After the upload completes, go to the Admin Portal and navigate to Extend > My Extend Apps > App UI. Click Open UI on the app's table row. Anyone with access to your game namespace can see the App UI.

The react template App UI displayed in the AGS Admin Portal

Codegen configuration

abcodegen.config.ts controls how @accelbyte/codegen generates TypeScript from your Swagger spec. The template ships with these defaults:

{
// Empty string clears Swagger's `basePath` from the generated files.
// The Extend app name and namespace are set at runtime via VITE_AB_EXTEND_APP_NAME,
// so they are not committed to source control in any way.
basePath: '',

// Skips generating index files. These are useful for npm libraries,
// but unnecessary when the generated code is used locally.
shouldProduceIndexFiles: false,

// Overrides specific types that don't resolve cleanly in TypeScript.
// ProtobufAny is an example of a schema with `additionalProperties: {}`
// that would otherwise produce an unusable type.
overrideAsAny: {
ProtobufAny: true
}
}

Setting basePath: '' strips the service path from all generated API client URLs. A spec's basePath typically contains the Extend app's service path (for example, /ext-mygame-myservice), which differs per deployment. By clearing it, the generated client sends requests to paths like /v1/public/... with no service prefix attached. The template module code reads VITE_AB_EXTEND_APP_NAME to inject the correct service path prefix. When targeting multiple apps, each client instead keeps its own basePath from the spec so no runtime environment variable is needed; see Target multiple Extend apps — Codegen configuration for how that differs.

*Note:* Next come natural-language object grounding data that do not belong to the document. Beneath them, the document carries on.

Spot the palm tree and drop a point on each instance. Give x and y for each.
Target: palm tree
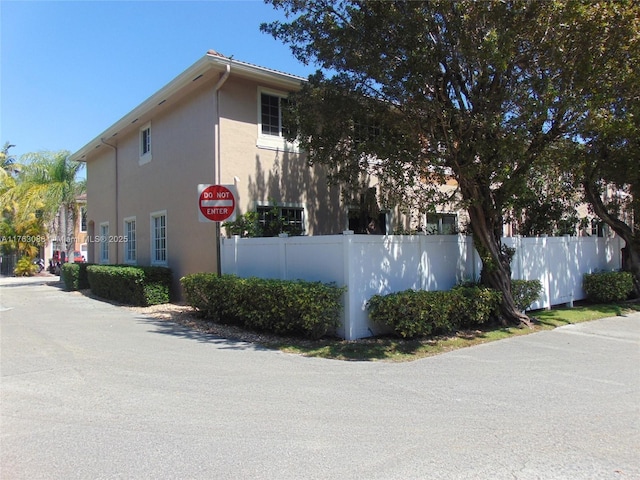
(7, 162)
(46, 188)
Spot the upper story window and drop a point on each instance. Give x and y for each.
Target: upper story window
(145, 144)
(271, 126)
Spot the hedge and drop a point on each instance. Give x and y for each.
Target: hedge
(74, 276)
(299, 308)
(525, 292)
(412, 313)
(132, 285)
(604, 287)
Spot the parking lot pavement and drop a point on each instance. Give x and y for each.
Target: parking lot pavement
(92, 390)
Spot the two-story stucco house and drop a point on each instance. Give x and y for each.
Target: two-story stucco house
(218, 122)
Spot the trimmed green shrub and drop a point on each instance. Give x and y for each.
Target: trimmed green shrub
(307, 309)
(474, 305)
(141, 286)
(25, 267)
(414, 313)
(215, 297)
(604, 287)
(525, 292)
(74, 276)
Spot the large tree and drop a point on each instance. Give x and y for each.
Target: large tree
(606, 155)
(423, 90)
(46, 189)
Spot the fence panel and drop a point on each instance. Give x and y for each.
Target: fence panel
(371, 264)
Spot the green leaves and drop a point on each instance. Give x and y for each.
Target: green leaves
(299, 308)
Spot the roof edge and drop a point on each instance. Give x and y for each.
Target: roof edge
(211, 60)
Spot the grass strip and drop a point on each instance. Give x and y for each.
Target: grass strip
(389, 348)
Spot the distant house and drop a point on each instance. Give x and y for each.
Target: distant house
(218, 122)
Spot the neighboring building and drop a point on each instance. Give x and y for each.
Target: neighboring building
(68, 233)
(219, 122)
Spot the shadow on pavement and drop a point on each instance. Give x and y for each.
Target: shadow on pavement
(169, 327)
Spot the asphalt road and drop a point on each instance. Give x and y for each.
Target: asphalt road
(93, 391)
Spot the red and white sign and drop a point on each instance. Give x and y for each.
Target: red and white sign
(216, 203)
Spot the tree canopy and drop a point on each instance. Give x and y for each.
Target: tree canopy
(478, 91)
(44, 187)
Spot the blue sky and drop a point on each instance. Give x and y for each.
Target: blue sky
(71, 69)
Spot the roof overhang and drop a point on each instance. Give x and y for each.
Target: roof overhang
(212, 62)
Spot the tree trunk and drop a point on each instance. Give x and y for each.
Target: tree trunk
(631, 251)
(496, 259)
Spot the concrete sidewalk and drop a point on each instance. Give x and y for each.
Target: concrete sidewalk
(92, 390)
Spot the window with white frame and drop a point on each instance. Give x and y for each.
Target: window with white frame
(271, 126)
(441, 224)
(159, 238)
(145, 144)
(104, 242)
(130, 253)
(276, 219)
(83, 218)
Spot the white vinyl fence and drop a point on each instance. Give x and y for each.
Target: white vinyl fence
(371, 264)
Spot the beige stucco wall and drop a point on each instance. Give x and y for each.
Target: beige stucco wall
(273, 173)
(182, 156)
(183, 149)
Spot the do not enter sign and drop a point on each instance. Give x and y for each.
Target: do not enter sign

The overrideAsAny option is useful when your Extend service uses protobuf-derived types. ProtobufAny maps to this schema in Swagger:

{
"protobufAny": {
"type": "object",
"properties": {
"@type": {
"type": "string"
}
},
"additionalProperties": {}
}
}

TypeScript can't derive a useful type from additionalProperties: {}, so setting ProtobufAny: true tells the codegen to emit any instead of an unresolvable type.